Das lässt dann vor allem die All-Szenen viel schwärzer und dynamischer wirken. Sterne und der farbige Energie-Nebel zu Beginn liefern dazu tolle HDR-Highlights. Selbst aus dem X-Men-Flugzeug heraus fotografiert wirkt die unendliche Weite des Weltalls tiefer. Außerdem werden Farben auf den Wiesen besser differenziert. Schauen wir uns nun HDR10+ an. Gibt’s nun endlich mal einen Unterschied zu HDR10? Die Antwort ist: Nein. Leider. Nach wie vor sieht das HDR10+-Bild identisch aus wie das HDR10-Bild. Getestet auf einem Panasonic TX-55GZW954 mit jüngstem Firmware-Update wurden unterschiedlichste Kontrast- und Helligkeits-Situationen visuell miteinander verglichen – mit dem Ergebnis, dass es weder im Kontrastverhalten noch in der Farbdarstellung Unterschiede gibt.
- Dieser Artikel hat Deutsche Sprache und Untertitel.
- Turner, Sophie, Lawrence, Jennifer, McAvoy, James (Schauspieler)

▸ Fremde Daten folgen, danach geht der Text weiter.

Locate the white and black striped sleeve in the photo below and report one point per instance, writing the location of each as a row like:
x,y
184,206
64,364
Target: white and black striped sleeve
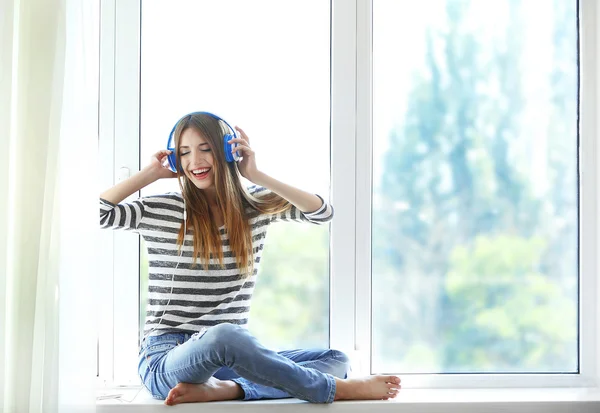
x,y
122,216
321,216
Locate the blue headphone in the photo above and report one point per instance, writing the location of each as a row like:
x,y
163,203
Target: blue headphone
x,y
229,156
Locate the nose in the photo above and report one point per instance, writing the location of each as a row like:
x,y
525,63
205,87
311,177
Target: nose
x,y
198,157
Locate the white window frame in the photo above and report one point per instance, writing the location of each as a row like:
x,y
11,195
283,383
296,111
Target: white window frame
x,y
351,150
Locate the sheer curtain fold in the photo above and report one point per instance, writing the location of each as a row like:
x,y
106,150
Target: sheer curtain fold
x,y
48,125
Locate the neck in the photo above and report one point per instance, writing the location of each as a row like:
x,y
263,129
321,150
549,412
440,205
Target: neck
x,y
211,195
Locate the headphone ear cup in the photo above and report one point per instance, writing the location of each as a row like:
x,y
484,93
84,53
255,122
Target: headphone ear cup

- Kinberg, Simon (Regisseur)
- Zielgruppen-Bewertung: Freigegeben ab 12 Jahren
Tonqualität (90%)
Der dts-Ton ist – gegenüber den Tonspuren vom neuen Mutterkonzern Disney – mal wieder ein Musterbeispiel für das, was man aus einem komprimierten Sound herausholen kann. Nicht, dass wir uns falsch verstehen: Es wäre schön, wenn der Anbieter mal verlustfreie deutsche Tonspuren ablegen würde. Aber weil die Chancen gering bleiben, muss man eben nehmen, was man kriegen kann. Und man bekommt einen sehr gut aufgelegten, mit satter Dynamik abgemischten Sound, der schon bei der Kollision der Fahrzeuge nach 2’16 einen Bass-Sweep ins Heimkino jagt, dass Vorspeise und Hauptgericht des Abendessens sich im Magen gut vermischen. Das mag der englische Ton in dts-HD-Master noch mal etwas vehementer produzieren. Aber für sich genommen, ist das bereits ein vorzüglicher Start. Was der Sub dann wiederum beim Start des Space Shuttles oder des X-Men-Fighters abliefert, lässt den Erdboden beben und ist ein echter Endstufen-Killer. Was hier an raspelndem Brutalo-Bass abgeliefert wird, hat man so auch noch nicht gehört. Klasse sind aber auch die feinen und feiner detaillierten Szenen. Wenn Charles in Jeans Kopf unterwegs ist und mentalen Kontakt aufnimmt, wispern Stimmen leise und windartige Geräusche umwehen den Zuschauer. Wenn man Kritik üben möchte, dann vielleicht an einer etwas weniger gut differenzierten Sequenz nach 75 Minuten. Wenn Erik die U-Bahn aus dem Untergrund holt, fehlt’s etwas an Feinheit und an detaillierteren Geräuschen. Es ist aber im Prinzip die einzige Szene, die etwas nachlässig vertont wirkt.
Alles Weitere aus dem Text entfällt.